For several years, banks have been bludgeoned with anti-money laundering (AML) and sanctions penalties. These twin hammers, increasingly wielded simultaneously and synergistically by regulators and prosecutors, have produced multi-billion dollar penalties. The Treasury Department now has released a message seemingly intended to provide some comfort to the bruised and wary banking community. But that comfort seems pretty cold.
Treasury’s August 30 statement is focused on risks arising from correspondent banking relationships. These relationships provide many foreign financial institutions with access to the US financial system and the ability to access and trade in US dollars. Many of the most severe AML/sanctions penalties have been imposed on foreign institutions for helping their customers, specifically those customers subject to US sanctions, evade those sanctions by using correspondent relationships to provide concealed access to the US financial system.
In response to severe penalties, many US and foreign banks have shunned potential customers when there is even a whiff of risk that the customer may be linked to a sanctioned or otherwise undesirable person. This “de-risking” phenomenon – perhaps a natural outgrowth of complex AML/sanctions rules and draconian penalties – has been a source of consternation among both banks and the government agencies that regulate them. Bank avoidance of “undue risk” is an intended effect of the penalties, of course. But there is a consensus that denial of banking services to people who’ve done nothing wrong also is to be avoided, just like harm to puppies is to be avoided.
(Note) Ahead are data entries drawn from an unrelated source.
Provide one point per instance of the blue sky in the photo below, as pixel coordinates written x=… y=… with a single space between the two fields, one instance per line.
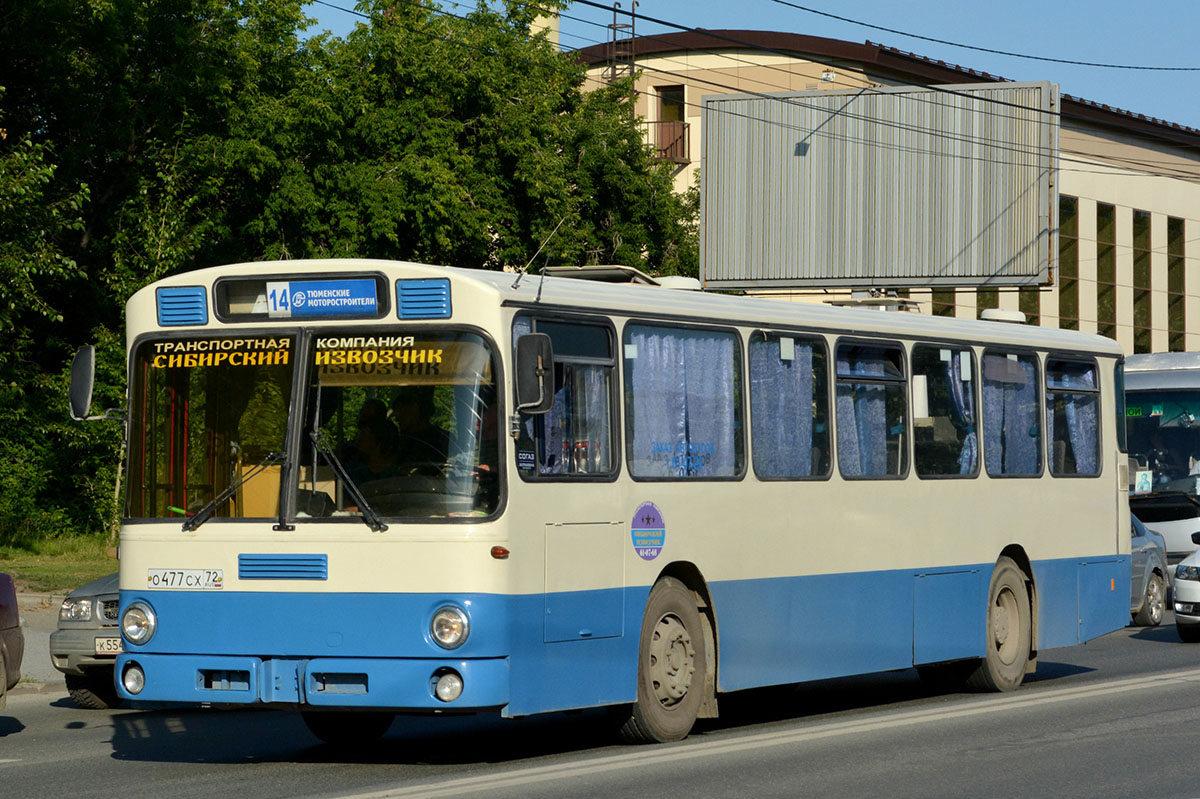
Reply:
x=1156 y=32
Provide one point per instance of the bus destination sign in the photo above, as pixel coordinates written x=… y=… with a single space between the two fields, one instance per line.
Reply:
x=316 y=299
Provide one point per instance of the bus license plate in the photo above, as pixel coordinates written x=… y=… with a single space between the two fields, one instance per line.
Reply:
x=108 y=646
x=186 y=578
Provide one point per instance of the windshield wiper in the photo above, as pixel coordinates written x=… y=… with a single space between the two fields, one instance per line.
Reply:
x=369 y=516
x=205 y=512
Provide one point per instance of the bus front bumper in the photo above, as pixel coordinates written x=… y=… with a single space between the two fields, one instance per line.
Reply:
x=391 y=683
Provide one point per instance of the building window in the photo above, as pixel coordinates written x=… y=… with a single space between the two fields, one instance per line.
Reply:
x=1107 y=269
x=1143 y=320
x=1068 y=263
x=942 y=302
x=1176 y=284
x=985 y=300
x=671 y=128
x=1030 y=299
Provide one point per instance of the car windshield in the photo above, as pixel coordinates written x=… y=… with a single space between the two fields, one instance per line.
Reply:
x=1164 y=440
x=411 y=420
x=205 y=413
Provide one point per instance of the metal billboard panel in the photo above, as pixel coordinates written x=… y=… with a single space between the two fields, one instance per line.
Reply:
x=880 y=187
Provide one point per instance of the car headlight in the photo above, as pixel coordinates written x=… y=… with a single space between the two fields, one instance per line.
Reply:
x=76 y=610
x=450 y=626
x=138 y=623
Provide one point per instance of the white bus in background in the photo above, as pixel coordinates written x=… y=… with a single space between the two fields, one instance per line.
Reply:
x=1163 y=422
x=361 y=487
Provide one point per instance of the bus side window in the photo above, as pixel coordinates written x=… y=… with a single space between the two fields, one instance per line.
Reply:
x=1073 y=410
x=945 y=412
x=1012 y=424
x=575 y=437
x=871 y=412
x=789 y=407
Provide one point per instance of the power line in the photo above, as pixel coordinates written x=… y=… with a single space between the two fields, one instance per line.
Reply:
x=1036 y=151
x=985 y=49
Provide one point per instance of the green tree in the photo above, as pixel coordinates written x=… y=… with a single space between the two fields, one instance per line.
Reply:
x=150 y=137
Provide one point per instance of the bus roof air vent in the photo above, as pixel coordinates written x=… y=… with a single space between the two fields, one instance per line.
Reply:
x=183 y=305
x=423 y=299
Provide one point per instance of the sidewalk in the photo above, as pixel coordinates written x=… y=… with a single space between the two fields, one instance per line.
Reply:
x=39 y=618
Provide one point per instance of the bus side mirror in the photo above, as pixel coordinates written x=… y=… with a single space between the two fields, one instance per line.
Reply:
x=535 y=373
x=83 y=377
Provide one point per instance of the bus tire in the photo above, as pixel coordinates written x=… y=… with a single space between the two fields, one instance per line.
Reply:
x=671 y=667
x=347 y=728
x=1009 y=631
x=1153 y=602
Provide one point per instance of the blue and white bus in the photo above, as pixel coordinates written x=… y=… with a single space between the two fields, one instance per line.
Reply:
x=363 y=487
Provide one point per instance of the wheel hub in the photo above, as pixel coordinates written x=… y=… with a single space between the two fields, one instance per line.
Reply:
x=672 y=661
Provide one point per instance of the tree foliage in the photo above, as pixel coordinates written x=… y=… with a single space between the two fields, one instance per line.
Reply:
x=143 y=138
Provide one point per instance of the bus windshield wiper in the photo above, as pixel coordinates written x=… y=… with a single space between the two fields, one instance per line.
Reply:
x=367 y=514
x=205 y=512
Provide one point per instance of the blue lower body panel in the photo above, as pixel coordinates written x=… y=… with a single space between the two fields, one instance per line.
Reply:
x=534 y=654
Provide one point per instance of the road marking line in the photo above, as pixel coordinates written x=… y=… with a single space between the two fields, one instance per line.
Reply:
x=694 y=749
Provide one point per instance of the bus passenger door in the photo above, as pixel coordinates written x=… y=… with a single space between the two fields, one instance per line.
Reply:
x=585 y=581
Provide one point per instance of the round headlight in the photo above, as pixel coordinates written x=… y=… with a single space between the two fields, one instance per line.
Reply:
x=449 y=626
x=76 y=610
x=138 y=623
x=133 y=679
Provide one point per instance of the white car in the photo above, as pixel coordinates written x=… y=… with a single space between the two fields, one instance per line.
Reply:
x=1187 y=596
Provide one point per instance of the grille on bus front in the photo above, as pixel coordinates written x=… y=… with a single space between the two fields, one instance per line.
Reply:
x=277 y=566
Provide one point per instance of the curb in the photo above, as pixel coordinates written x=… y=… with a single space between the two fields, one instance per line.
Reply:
x=57 y=686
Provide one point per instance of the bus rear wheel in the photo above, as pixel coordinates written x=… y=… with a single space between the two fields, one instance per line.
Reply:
x=671 y=667
x=347 y=728
x=1009 y=631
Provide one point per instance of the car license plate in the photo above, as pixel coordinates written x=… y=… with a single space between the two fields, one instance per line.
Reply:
x=108 y=646
x=185 y=578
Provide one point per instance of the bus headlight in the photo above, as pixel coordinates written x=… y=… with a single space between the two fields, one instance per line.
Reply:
x=138 y=623
x=450 y=626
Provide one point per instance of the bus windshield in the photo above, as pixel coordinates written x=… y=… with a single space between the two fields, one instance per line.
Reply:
x=207 y=412
x=1164 y=440
x=411 y=420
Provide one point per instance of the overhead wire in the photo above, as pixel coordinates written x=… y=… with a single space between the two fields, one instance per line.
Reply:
x=1039 y=152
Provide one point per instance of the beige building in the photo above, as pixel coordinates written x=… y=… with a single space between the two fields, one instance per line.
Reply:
x=1129 y=186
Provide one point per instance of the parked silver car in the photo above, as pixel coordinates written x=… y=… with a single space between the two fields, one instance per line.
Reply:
x=1187 y=595
x=1147 y=592
x=87 y=643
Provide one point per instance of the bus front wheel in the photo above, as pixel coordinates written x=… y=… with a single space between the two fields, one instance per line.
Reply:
x=671 y=667
x=1009 y=631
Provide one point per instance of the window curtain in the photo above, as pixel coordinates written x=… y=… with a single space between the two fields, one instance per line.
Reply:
x=963 y=402
x=682 y=402
x=1080 y=414
x=1011 y=432
x=862 y=419
x=781 y=401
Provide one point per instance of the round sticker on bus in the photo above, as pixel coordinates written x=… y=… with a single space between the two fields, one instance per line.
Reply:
x=649 y=532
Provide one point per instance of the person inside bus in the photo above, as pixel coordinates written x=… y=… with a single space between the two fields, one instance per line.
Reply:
x=378 y=446
x=420 y=439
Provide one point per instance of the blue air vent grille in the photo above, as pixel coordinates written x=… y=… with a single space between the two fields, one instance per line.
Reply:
x=281 y=566
x=185 y=305
x=423 y=299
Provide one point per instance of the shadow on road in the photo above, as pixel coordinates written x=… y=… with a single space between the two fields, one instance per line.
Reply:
x=275 y=736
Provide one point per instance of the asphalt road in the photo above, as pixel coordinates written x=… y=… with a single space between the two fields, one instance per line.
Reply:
x=1113 y=718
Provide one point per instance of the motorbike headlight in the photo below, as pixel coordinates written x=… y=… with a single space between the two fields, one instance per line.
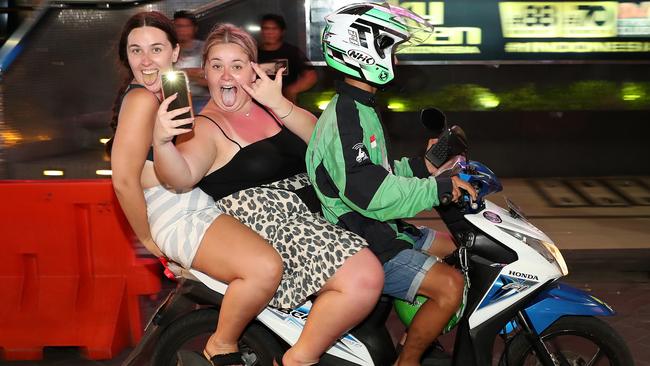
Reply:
x=547 y=250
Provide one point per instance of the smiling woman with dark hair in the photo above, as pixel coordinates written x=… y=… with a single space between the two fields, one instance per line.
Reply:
x=184 y=226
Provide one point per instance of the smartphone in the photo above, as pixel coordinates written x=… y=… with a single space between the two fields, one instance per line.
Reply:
x=177 y=82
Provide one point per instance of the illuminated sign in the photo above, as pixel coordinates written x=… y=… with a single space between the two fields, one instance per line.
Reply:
x=492 y=30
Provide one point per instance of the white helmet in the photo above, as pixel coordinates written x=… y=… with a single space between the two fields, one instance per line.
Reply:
x=358 y=39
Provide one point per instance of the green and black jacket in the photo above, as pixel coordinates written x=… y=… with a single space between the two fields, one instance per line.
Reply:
x=358 y=187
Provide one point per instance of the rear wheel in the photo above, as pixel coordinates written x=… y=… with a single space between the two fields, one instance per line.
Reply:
x=573 y=341
x=191 y=332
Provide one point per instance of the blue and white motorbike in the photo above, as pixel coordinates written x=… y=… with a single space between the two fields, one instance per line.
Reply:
x=512 y=293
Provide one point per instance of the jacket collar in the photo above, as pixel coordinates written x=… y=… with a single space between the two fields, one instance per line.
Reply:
x=355 y=93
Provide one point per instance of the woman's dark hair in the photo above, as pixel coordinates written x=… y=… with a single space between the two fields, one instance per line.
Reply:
x=139 y=20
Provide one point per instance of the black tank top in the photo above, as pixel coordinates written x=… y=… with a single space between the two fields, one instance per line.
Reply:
x=271 y=159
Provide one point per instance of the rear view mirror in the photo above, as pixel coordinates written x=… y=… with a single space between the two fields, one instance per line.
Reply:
x=434 y=120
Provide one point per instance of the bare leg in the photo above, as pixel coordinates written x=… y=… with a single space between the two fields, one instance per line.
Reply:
x=233 y=253
x=344 y=301
x=443 y=285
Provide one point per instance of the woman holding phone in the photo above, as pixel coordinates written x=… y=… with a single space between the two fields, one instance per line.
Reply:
x=183 y=225
x=247 y=151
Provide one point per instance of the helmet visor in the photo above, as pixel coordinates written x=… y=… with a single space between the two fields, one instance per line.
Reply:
x=419 y=29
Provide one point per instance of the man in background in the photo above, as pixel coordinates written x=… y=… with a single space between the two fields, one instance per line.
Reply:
x=274 y=53
x=190 y=57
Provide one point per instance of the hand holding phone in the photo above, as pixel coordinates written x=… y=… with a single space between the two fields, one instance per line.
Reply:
x=177 y=82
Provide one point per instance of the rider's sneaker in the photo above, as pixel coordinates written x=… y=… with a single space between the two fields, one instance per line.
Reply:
x=435 y=355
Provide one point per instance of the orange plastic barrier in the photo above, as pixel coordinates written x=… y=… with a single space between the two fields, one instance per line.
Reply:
x=68 y=271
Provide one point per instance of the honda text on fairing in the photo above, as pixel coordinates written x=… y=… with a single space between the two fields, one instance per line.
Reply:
x=512 y=293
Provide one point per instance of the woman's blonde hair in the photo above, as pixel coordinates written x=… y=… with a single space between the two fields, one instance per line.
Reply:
x=228 y=33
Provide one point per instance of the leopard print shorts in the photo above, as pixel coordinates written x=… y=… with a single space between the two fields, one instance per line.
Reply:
x=311 y=248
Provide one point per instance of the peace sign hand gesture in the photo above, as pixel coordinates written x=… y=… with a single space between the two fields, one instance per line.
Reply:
x=264 y=90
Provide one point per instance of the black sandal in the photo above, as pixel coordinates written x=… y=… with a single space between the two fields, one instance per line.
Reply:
x=187 y=358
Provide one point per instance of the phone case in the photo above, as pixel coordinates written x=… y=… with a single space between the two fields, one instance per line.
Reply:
x=177 y=82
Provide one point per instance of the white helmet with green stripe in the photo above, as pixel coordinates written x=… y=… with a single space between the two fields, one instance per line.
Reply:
x=359 y=39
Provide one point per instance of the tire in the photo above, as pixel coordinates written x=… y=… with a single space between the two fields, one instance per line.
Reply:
x=192 y=331
x=584 y=331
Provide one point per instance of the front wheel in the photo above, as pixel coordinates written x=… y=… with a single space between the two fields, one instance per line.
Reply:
x=573 y=341
x=191 y=332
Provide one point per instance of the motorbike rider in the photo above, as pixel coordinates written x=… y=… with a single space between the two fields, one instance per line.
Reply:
x=361 y=190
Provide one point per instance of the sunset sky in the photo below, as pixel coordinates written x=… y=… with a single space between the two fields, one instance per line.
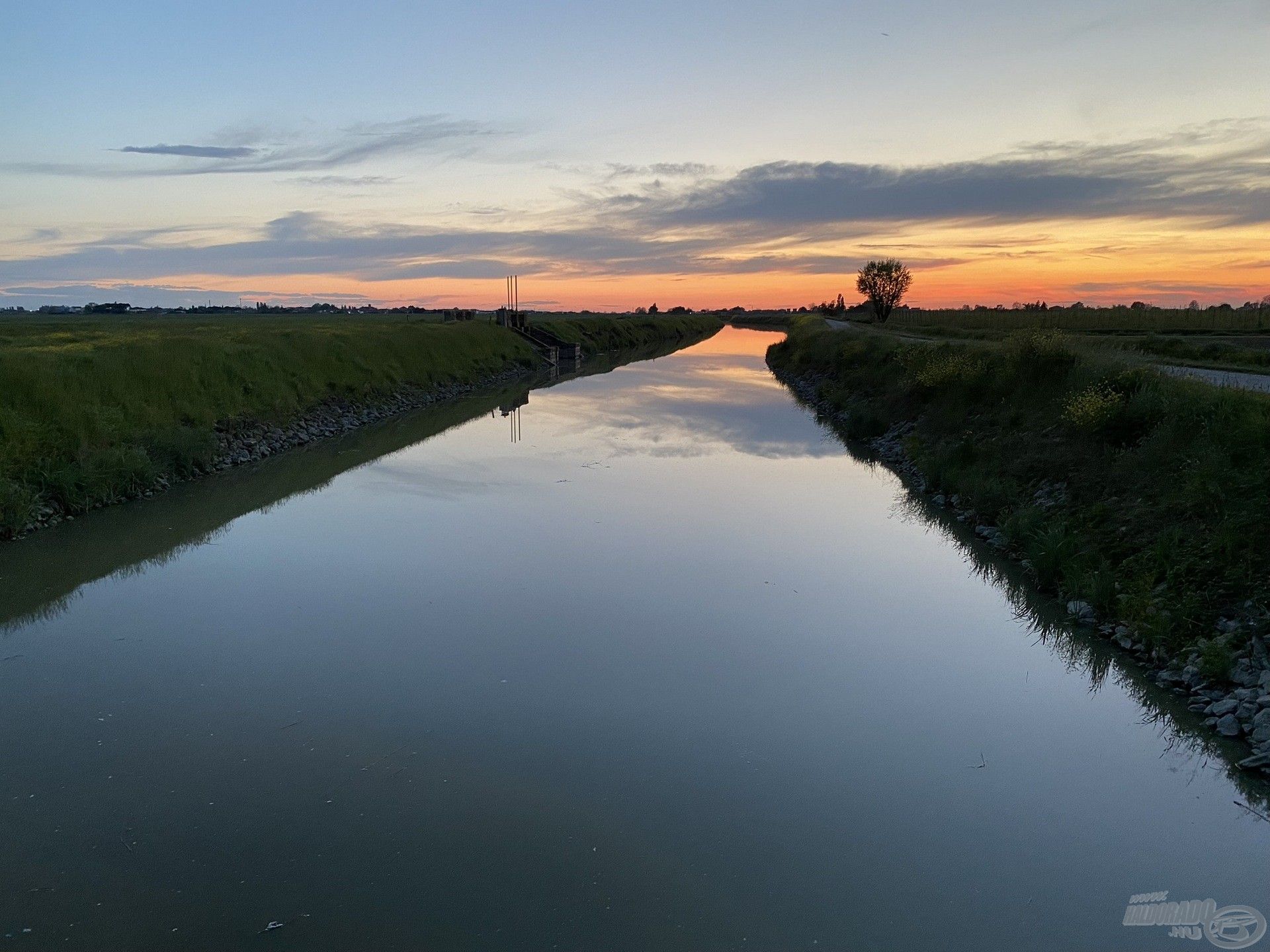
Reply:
x=698 y=153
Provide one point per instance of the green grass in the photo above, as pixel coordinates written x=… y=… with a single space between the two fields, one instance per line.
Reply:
x=95 y=411
x=599 y=333
x=1091 y=319
x=1167 y=481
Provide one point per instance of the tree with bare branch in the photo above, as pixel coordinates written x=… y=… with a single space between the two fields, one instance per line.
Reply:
x=884 y=284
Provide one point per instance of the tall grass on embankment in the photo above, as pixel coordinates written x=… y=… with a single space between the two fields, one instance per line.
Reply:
x=603 y=333
x=1166 y=509
x=1134 y=319
x=93 y=412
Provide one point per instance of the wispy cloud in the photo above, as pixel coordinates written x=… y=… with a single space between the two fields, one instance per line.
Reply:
x=345 y=180
x=418 y=135
x=193 y=151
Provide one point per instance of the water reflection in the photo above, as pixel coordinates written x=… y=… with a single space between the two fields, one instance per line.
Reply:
x=1185 y=740
x=42 y=573
x=671 y=672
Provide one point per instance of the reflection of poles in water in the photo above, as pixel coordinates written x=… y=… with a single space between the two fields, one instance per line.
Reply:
x=512 y=411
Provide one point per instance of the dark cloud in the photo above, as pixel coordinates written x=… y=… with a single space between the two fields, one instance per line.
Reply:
x=154 y=295
x=1195 y=175
x=193 y=151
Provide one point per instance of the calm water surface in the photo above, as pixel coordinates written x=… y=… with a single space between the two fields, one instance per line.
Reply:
x=669 y=672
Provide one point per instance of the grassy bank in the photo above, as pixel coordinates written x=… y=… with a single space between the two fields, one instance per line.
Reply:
x=1107 y=320
x=601 y=333
x=1146 y=496
x=93 y=412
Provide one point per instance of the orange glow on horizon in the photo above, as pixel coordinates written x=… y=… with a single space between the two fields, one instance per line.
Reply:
x=1096 y=262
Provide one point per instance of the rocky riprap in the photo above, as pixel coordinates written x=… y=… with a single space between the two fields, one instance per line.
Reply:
x=241 y=442
x=1235 y=707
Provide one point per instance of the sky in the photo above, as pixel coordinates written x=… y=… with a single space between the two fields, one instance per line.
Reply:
x=694 y=153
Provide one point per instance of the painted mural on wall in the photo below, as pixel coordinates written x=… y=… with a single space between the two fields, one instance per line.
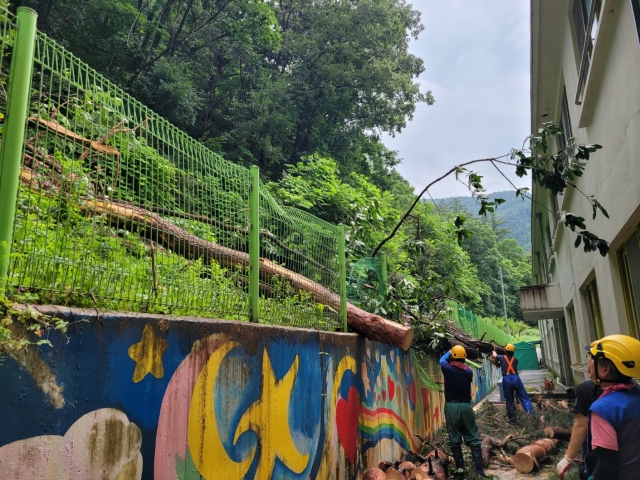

Treasury’s statement seems like an effort to prevent banks from going overboard on de-risking and putting puppies in harm’s way. It says that the heavy AML/sanctions penalties generally have been imposed for a “sustained pattern of serious violations on the part of depository institutions.” Further, these cases have “generally involved intentional evasion of US sanctions over a period of years and/or the failure of the institutions’ officers and/or senior management to respond to warning signs that their actions were illegal.” Unless the improper actions are pretty egregious, Treasury seems to say to the banking community, “we’re not going to come down on you like a ton of bricks.”
But banks reading the statement closely may experience a bit of whiplash. Because the same statement reminds banks that they may be obligated to consider not only the record and activities of the foreign banks with which they may establish correspondent relationships, but also the activities of the foreign bank’s customers: it may be required, in circumstances that are not specified, “to request additional information concerning the activity underlying [a foreign financial institution’s] transactions.” That’s a hefty dose of due diligence that might be required in undefined circumstances.
It’s not surprising that Treasury’s comfort message is served cold like this – after all, Treasury hardly could say “we’ll ignore violations unless you act really egregiously.” But banks hardly can be faulted for continuing de-risking activity, even if it unintentionally harms some puppies.